Zenit Manifattura Tabacchi punta sulla conservazione attiva

Il progetto Zenit nasce all’interno della più ampia rigenerazione della Manifattura Tabacchi, complesso industriale che negli ultimi anni è diventato uno dei principali laboratori urbani italiani dedicati a cultura, design e architettura. L’intervento residenziale comprende 34 unità abitative costruite senza alterare la struttura storica originaria dell’edificio.
Gli architetti definiscono l’approccio come “conservazione attiva”: non un restauro statico, ma una trasformazione capace di integrare nuove funzioni senza cancellare l’identità industriale del complesso. La scelta segue una tendenza ormai centrale nella rigenerazione urbana europea, dove ex fabbriche e aree produttive vengono convertite in quartieri misti dedicati ad abitazione, lavoro creativo e socialità.
La presenza del verde gioca un ruolo strutturale. Giardini pensili, terrazze e coperture accessibili servono non soltanto a migliorare il microclima, ma anche a costruire nuove relazioni tra spazi pubblici e privati. In questo senso il progetto richiama molte esperienze contemporanee di recupero industriale sviluppate tra Milano, Rotterdam e Berlino.
Come cambia l’abitare nella Manifattura Tabacchi di Firenze
Uno degli aspetti più interessanti di Zenit riguarda il concetto di abitare condiviso. Il progetto supera l’idea della casa isolata e introduce spazi comuni capaci di favorire relazioni quotidiane tra residenti. Corti, aree collettive e tetti utilizzabili diventano luoghi di incontro, riprendendo una tradizione urbana storica della città di Firenze.
L’intervento lavora anche sulla densità urbana senza consumo di nuovo suolo. Le coperture vengono trasformate in superfici vive e multifunzionali, mentre materiali, luce naturale e tonalità calde cercano di mantenere leggibile la memoria industriale dell’edificio. Questo equilibrio tra tutela storica e comfort contemporaneo è oggi uno dei temi più discussi nell’architettura della rigenerazione urbana.

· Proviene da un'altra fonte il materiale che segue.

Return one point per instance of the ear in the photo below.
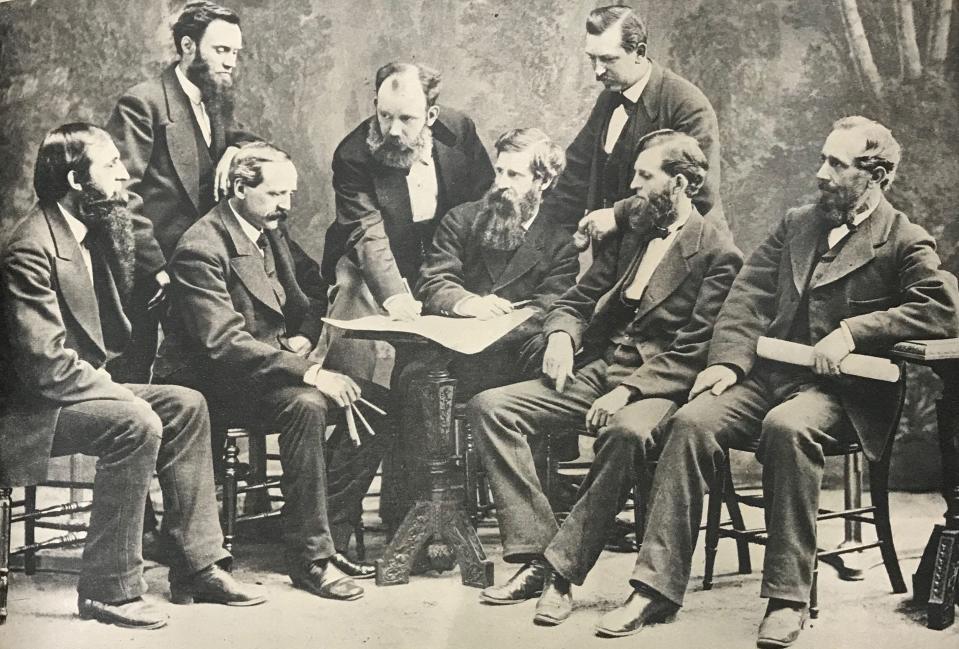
(432, 114)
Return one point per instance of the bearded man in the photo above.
(393, 176)
(486, 256)
(847, 273)
(64, 273)
(642, 314)
(176, 136)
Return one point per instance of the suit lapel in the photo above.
(247, 262)
(181, 136)
(74, 277)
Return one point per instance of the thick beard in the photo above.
(396, 152)
(218, 95)
(503, 215)
(111, 225)
(658, 211)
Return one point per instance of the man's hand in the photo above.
(606, 406)
(558, 359)
(221, 177)
(715, 378)
(486, 307)
(339, 387)
(596, 225)
(403, 307)
(829, 352)
(163, 281)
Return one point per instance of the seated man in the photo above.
(849, 273)
(246, 309)
(643, 314)
(65, 272)
(486, 255)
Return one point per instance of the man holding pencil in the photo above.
(848, 273)
(245, 312)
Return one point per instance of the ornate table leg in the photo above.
(934, 583)
(441, 520)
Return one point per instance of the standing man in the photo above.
(643, 314)
(640, 96)
(394, 175)
(486, 256)
(850, 273)
(246, 309)
(176, 136)
(64, 274)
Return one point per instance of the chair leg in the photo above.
(5, 506)
(713, 511)
(879, 491)
(736, 517)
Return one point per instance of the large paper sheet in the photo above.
(463, 335)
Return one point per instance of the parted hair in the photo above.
(64, 149)
(682, 155)
(632, 28)
(429, 78)
(247, 164)
(196, 17)
(549, 159)
(880, 148)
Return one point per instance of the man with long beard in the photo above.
(393, 176)
(849, 273)
(176, 136)
(642, 314)
(64, 273)
(487, 255)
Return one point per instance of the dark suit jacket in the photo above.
(458, 265)
(153, 126)
(374, 221)
(51, 340)
(885, 282)
(225, 319)
(668, 101)
(675, 315)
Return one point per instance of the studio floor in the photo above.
(435, 610)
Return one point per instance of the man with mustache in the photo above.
(176, 135)
(640, 97)
(246, 304)
(64, 272)
(642, 315)
(849, 273)
(485, 256)
(393, 176)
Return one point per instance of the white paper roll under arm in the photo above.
(868, 367)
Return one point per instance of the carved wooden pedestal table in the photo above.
(435, 530)
(934, 583)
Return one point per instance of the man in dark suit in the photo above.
(643, 314)
(65, 271)
(246, 309)
(176, 135)
(849, 273)
(399, 170)
(640, 97)
(487, 255)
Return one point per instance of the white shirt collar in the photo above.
(252, 232)
(76, 226)
(194, 94)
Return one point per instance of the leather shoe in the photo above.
(556, 602)
(525, 584)
(781, 624)
(639, 610)
(132, 614)
(213, 585)
(354, 569)
(325, 580)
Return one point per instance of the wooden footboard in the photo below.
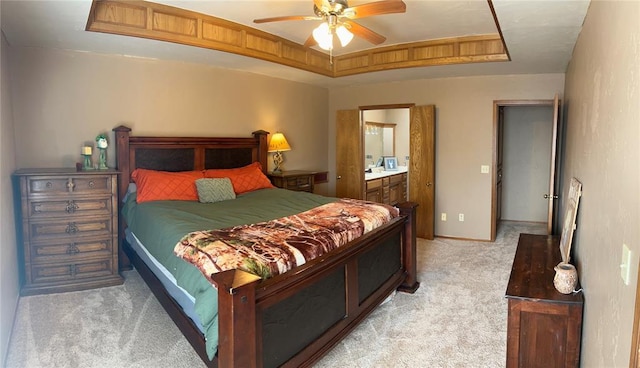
(292, 319)
(295, 318)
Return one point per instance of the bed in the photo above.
(291, 319)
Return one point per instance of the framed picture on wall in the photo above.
(390, 163)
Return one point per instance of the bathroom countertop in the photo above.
(382, 174)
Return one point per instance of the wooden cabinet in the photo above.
(373, 190)
(397, 189)
(293, 180)
(67, 229)
(544, 326)
(389, 189)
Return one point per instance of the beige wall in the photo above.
(464, 133)
(63, 99)
(9, 288)
(602, 151)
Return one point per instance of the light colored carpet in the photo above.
(456, 319)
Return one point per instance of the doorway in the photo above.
(421, 159)
(525, 135)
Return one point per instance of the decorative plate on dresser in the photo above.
(67, 224)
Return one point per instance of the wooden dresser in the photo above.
(67, 224)
(544, 326)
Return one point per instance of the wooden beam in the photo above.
(145, 19)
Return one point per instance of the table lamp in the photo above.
(277, 145)
(86, 152)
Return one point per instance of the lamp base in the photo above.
(87, 163)
(277, 161)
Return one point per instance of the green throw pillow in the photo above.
(215, 190)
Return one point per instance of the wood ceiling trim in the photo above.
(165, 23)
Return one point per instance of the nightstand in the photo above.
(67, 223)
(298, 180)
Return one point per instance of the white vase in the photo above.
(566, 278)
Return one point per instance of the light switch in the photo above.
(625, 265)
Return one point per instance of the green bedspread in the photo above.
(160, 225)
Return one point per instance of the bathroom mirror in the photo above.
(379, 140)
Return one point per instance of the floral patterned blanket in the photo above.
(273, 247)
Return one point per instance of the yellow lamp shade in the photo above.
(278, 143)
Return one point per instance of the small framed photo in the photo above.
(390, 163)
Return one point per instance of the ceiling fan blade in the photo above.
(310, 42)
(376, 8)
(364, 32)
(286, 17)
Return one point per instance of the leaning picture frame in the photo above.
(390, 163)
(569, 223)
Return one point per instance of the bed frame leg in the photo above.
(409, 259)
(237, 328)
(122, 134)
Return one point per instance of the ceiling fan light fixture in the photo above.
(344, 35)
(323, 36)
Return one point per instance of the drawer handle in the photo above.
(73, 249)
(70, 185)
(71, 207)
(72, 228)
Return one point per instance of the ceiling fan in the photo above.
(337, 17)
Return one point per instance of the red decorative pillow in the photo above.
(244, 179)
(163, 185)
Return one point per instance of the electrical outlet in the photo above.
(625, 266)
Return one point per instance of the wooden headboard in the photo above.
(183, 154)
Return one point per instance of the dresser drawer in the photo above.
(375, 183)
(50, 273)
(73, 228)
(69, 207)
(66, 185)
(65, 251)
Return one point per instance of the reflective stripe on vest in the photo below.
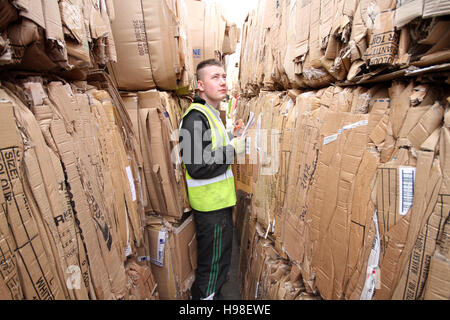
(218, 192)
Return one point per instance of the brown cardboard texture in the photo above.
(414, 208)
(37, 277)
(384, 40)
(152, 58)
(173, 253)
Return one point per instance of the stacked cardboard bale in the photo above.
(156, 44)
(348, 182)
(170, 231)
(73, 216)
(311, 44)
(67, 37)
(207, 27)
(153, 46)
(72, 208)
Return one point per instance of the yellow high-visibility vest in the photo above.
(218, 192)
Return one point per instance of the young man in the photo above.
(207, 153)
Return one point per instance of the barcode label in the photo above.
(159, 260)
(329, 139)
(406, 188)
(248, 141)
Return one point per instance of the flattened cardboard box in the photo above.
(173, 253)
(38, 280)
(152, 58)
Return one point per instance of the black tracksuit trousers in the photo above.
(214, 243)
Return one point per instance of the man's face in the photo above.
(213, 83)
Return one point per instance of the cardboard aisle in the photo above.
(345, 171)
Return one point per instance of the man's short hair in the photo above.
(207, 63)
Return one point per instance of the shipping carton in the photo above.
(173, 253)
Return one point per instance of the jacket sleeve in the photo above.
(196, 148)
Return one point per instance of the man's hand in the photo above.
(238, 144)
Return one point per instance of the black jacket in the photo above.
(195, 155)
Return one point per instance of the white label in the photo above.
(248, 142)
(131, 181)
(329, 139)
(372, 272)
(159, 260)
(128, 251)
(406, 177)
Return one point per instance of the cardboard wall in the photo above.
(311, 44)
(367, 167)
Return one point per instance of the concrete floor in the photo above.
(230, 289)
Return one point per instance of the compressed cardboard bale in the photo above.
(152, 59)
(143, 284)
(331, 199)
(173, 253)
(398, 241)
(38, 277)
(164, 165)
(383, 38)
(95, 212)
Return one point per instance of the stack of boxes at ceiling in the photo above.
(71, 202)
(154, 72)
(344, 192)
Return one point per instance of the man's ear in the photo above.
(200, 85)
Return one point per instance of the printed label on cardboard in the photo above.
(406, 188)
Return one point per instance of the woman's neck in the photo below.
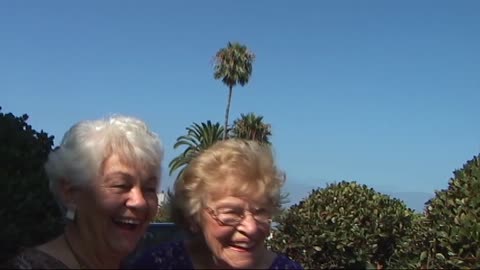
(87, 253)
(202, 257)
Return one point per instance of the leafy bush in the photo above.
(344, 225)
(29, 213)
(453, 219)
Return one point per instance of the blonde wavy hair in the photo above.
(231, 167)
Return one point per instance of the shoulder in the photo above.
(283, 262)
(170, 255)
(33, 258)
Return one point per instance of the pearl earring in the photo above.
(70, 214)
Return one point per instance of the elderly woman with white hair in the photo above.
(105, 176)
(225, 200)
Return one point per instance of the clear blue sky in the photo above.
(382, 92)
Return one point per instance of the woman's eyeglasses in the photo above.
(233, 217)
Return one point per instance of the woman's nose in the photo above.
(248, 225)
(136, 199)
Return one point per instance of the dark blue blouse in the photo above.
(173, 255)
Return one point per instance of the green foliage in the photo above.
(164, 209)
(233, 65)
(199, 137)
(453, 219)
(29, 213)
(251, 127)
(344, 225)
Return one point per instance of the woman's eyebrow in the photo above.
(120, 174)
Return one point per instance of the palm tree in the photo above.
(233, 65)
(198, 138)
(252, 127)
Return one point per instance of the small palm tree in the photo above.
(198, 138)
(252, 127)
(233, 65)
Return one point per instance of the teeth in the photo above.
(243, 245)
(128, 221)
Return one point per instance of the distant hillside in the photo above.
(414, 200)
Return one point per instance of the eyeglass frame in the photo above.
(213, 213)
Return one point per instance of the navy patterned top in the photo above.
(173, 255)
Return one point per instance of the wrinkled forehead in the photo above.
(236, 191)
(118, 163)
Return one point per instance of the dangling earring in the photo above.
(71, 211)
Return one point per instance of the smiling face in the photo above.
(240, 246)
(115, 210)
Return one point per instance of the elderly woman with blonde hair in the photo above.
(225, 200)
(105, 176)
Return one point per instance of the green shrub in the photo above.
(453, 219)
(344, 225)
(29, 213)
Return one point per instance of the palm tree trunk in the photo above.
(225, 131)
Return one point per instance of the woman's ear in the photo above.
(67, 192)
(67, 196)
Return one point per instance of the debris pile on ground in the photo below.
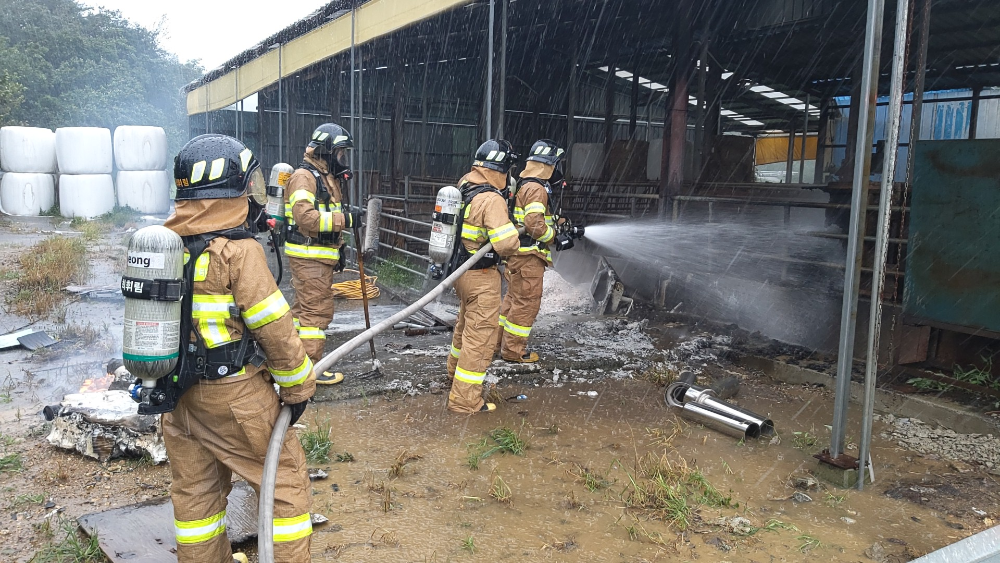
(616, 339)
(948, 444)
(702, 350)
(560, 296)
(105, 425)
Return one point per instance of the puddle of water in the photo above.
(438, 502)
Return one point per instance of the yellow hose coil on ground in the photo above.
(351, 289)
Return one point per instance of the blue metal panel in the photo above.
(953, 262)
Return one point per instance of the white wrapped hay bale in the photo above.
(27, 194)
(84, 150)
(140, 148)
(146, 191)
(86, 195)
(28, 149)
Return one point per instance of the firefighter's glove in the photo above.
(563, 241)
(352, 217)
(297, 410)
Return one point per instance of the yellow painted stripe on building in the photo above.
(375, 19)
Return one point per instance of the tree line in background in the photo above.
(63, 64)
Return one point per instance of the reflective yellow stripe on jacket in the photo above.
(269, 310)
(211, 312)
(311, 251)
(287, 378)
(199, 531)
(517, 330)
(472, 377)
(311, 332)
(291, 529)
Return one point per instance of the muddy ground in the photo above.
(594, 422)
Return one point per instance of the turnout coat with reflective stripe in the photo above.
(310, 216)
(233, 292)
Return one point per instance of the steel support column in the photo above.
(489, 71)
(673, 176)
(882, 233)
(859, 205)
(917, 109)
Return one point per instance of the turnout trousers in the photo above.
(473, 341)
(220, 428)
(312, 308)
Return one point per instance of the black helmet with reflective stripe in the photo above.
(215, 167)
(330, 143)
(546, 151)
(496, 155)
(331, 136)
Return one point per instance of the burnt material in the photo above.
(843, 461)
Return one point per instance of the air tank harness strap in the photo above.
(152, 290)
(228, 359)
(461, 254)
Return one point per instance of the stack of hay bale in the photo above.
(141, 155)
(28, 159)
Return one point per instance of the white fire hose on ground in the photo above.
(265, 527)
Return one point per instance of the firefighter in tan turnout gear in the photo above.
(484, 219)
(526, 268)
(315, 219)
(245, 340)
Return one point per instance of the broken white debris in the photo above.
(106, 425)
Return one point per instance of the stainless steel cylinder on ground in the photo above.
(701, 405)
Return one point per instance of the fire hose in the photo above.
(265, 525)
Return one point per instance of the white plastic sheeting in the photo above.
(144, 191)
(86, 195)
(84, 150)
(27, 149)
(27, 193)
(140, 148)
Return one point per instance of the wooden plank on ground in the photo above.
(145, 531)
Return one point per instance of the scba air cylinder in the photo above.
(153, 286)
(444, 227)
(280, 173)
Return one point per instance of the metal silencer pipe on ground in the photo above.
(706, 397)
(702, 406)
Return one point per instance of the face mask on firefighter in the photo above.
(256, 187)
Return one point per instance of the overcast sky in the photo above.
(211, 30)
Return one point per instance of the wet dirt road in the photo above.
(438, 503)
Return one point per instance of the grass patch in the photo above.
(11, 463)
(501, 439)
(390, 272)
(500, 491)
(593, 481)
(20, 501)
(803, 440)
(317, 444)
(68, 545)
(399, 466)
(774, 525)
(43, 271)
(469, 544)
(835, 500)
(671, 490)
(809, 543)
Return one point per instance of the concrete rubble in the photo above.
(916, 435)
(104, 426)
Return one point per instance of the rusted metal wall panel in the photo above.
(953, 266)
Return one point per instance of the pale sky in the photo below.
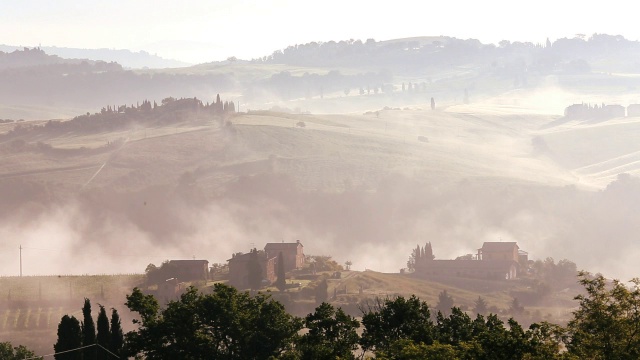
(205, 30)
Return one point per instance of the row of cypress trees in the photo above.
(73, 334)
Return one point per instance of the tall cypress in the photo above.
(281, 283)
(88, 331)
(69, 337)
(103, 336)
(117, 336)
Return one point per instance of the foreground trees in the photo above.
(607, 323)
(9, 352)
(76, 338)
(227, 324)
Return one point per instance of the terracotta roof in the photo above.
(498, 246)
(272, 246)
(188, 262)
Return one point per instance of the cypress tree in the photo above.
(117, 336)
(280, 281)
(69, 337)
(103, 336)
(88, 331)
(322, 292)
(254, 270)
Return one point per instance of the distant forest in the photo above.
(31, 77)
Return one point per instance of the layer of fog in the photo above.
(374, 226)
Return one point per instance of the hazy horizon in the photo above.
(201, 31)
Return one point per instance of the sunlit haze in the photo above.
(204, 31)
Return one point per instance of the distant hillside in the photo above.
(331, 77)
(127, 58)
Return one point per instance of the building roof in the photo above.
(188, 262)
(495, 265)
(491, 246)
(280, 246)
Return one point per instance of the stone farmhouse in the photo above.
(493, 261)
(292, 256)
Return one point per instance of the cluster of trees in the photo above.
(88, 340)
(227, 324)
(115, 117)
(9, 352)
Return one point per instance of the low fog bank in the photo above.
(106, 231)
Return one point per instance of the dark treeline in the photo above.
(112, 117)
(227, 324)
(33, 78)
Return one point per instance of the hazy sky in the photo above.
(205, 30)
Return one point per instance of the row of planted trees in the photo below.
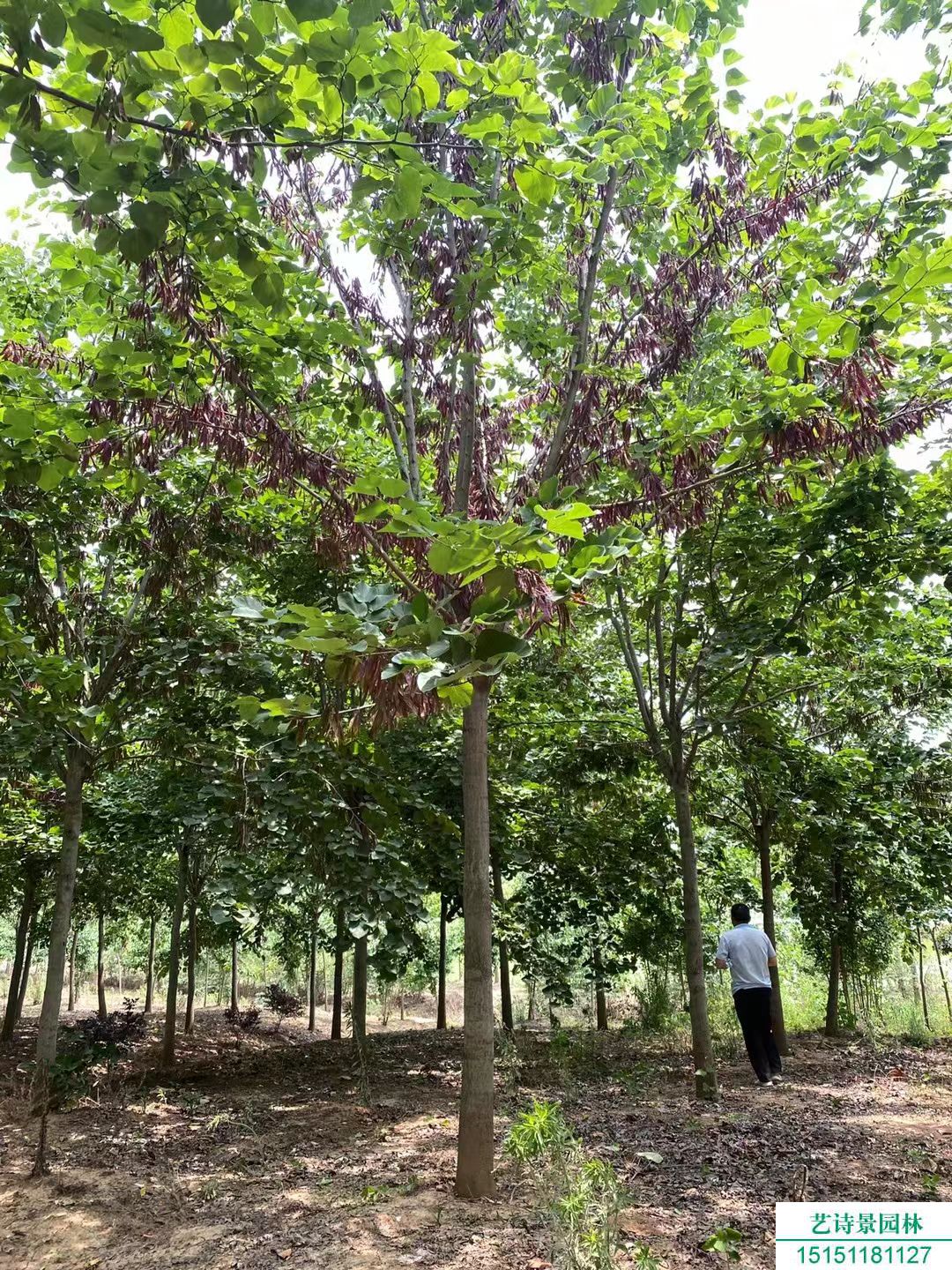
(599, 360)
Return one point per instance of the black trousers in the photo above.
(753, 1006)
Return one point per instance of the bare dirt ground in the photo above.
(283, 1151)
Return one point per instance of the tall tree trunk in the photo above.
(505, 996)
(600, 997)
(172, 992)
(234, 995)
(150, 966)
(442, 968)
(13, 993)
(942, 973)
(701, 1042)
(531, 1010)
(763, 846)
(26, 959)
(831, 1027)
(71, 998)
(922, 977)
(337, 1021)
(312, 979)
(190, 959)
(358, 998)
(103, 1010)
(63, 908)
(473, 1163)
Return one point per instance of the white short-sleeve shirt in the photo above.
(747, 950)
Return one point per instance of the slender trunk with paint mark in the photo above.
(922, 978)
(831, 1027)
(505, 996)
(701, 1042)
(234, 1001)
(63, 907)
(600, 996)
(103, 1010)
(763, 845)
(19, 954)
(358, 1000)
(337, 1022)
(172, 992)
(312, 981)
(473, 1163)
(26, 961)
(150, 966)
(71, 997)
(190, 959)
(942, 973)
(442, 968)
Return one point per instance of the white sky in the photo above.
(788, 46)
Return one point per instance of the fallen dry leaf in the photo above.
(386, 1226)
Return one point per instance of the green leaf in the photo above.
(779, 357)
(18, 423)
(407, 190)
(456, 693)
(52, 26)
(215, 14)
(493, 643)
(596, 8)
(534, 185)
(363, 13)
(311, 11)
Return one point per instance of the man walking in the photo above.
(749, 955)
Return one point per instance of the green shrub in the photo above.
(582, 1195)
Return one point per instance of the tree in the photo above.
(547, 288)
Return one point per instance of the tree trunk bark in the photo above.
(13, 995)
(831, 1027)
(505, 996)
(190, 958)
(103, 1010)
(942, 973)
(71, 998)
(922, 978)
(600, 997)
(25, 977)
(358, 1000)
(531, 1010)
(234, 1004)
(338, 1016)
(150, 966)
(442, 968)
(172, 992)
(63, 908)
(763, 846)
(312, 981)
(701, 1042)
(473, 1163)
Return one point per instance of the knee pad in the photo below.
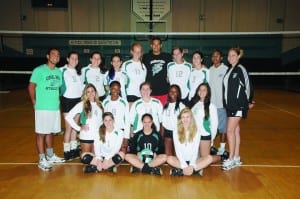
(117, 159)
(86, 159)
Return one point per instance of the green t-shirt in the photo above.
(47, 83)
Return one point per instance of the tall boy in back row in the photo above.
(44, 93)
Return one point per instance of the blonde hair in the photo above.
(238, 51)
(87, 107)
(102, 129)
(192, 127)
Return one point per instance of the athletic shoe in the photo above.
(90, 169)
(237, 161)
(220, 151)
(112, 169)
(75, 154)
(199, 172)
(213, 150)
(68, 155)
(224, 156)
(55, 159)
(156, 171)
(44, 165)
(228, 164)
(134, 170)
(176, 172)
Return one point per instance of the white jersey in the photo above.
(206, 127)
(136, 74)
(95, 77)
(112, 144)
(197, 77)
(186, 151)
(119, 77)
(71, 83)
(169, 116)
(216, 75)
(179, 74)
(94, 122)
(140, 107)
(120, 111)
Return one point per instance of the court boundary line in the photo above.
(126, 164)
(280, 109)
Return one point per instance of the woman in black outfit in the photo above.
(237, 99)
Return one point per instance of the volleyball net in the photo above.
(272, 58)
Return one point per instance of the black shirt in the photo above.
(157, 72)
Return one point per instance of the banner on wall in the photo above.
(160, 8)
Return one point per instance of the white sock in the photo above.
(73, 144)
(222, 145)
(67, 147)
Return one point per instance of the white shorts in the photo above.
(47, 122)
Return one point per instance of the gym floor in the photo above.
(269, 149)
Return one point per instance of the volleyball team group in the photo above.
(150, 110)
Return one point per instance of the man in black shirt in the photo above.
(156, 64)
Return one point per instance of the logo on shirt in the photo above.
(157, 66)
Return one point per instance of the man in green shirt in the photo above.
(44, 93)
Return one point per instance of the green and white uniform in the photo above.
(71, 83)
(120, 110)
(94, 122)
(119, 77)
(140, 107)
(95, 77)
(112, 144)
(48, 82)
(179, 74)
(136, 74)
(169, 116)
(197, 77)
(206, 127)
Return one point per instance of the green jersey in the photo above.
(47, 83)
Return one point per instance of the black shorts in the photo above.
(68, 103)
(87, 141)
(206, 138)
(168, 133)
(132, 98)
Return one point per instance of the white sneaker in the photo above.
(228, 164)
(55, 159)
(220, 151)
(237, 161)
(44, 165)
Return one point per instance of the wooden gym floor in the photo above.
(270, 151)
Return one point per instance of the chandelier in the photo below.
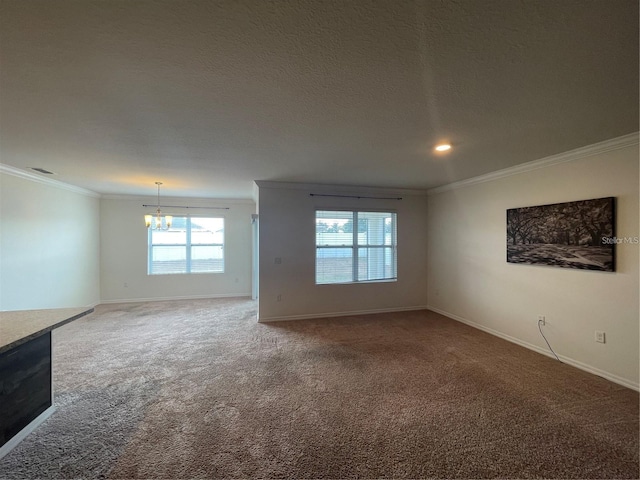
(156, 222)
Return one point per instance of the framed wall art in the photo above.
(577, 234)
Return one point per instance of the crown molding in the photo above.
(197, 201)
(343, 189)
(16, 172)
(570, 156)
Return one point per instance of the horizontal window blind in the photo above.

- Consegna prevista del progetto: settembre 2026
- Le nuove abitazioni saranno 34
- Il complesso originale fu progettato negli Anni Trenta da Pier Luigi Nervi
Perché i progetti di rigenerazione urbana stanno cambiando le città italiane
Negli ultimi anni l’Italia ha accelerato il recupero di spazi industriali dismessi trasformandoli in hub culturali e residenziali. Firenze, con Manifattura Tabacchi, cerca di inserirsi in questo scenario internazionale puntando su un equilibrio delicato: preservare la memoria architettonica senza congelare gli edifici in una funzione museale.
Il successo di interventi come Zenit potrebbe influenzare anche altri progetti urbani italiani, soprattutto nelle città storiche dove il rapporto tra innovazione e tutela resta complesso. La vera sfida sarà capire se questi nuovi spazi riusciranno a costruire comunità stabili e accessibili oppure se diventeranno soltanto simboli di trasformazione estetica e immobiliare.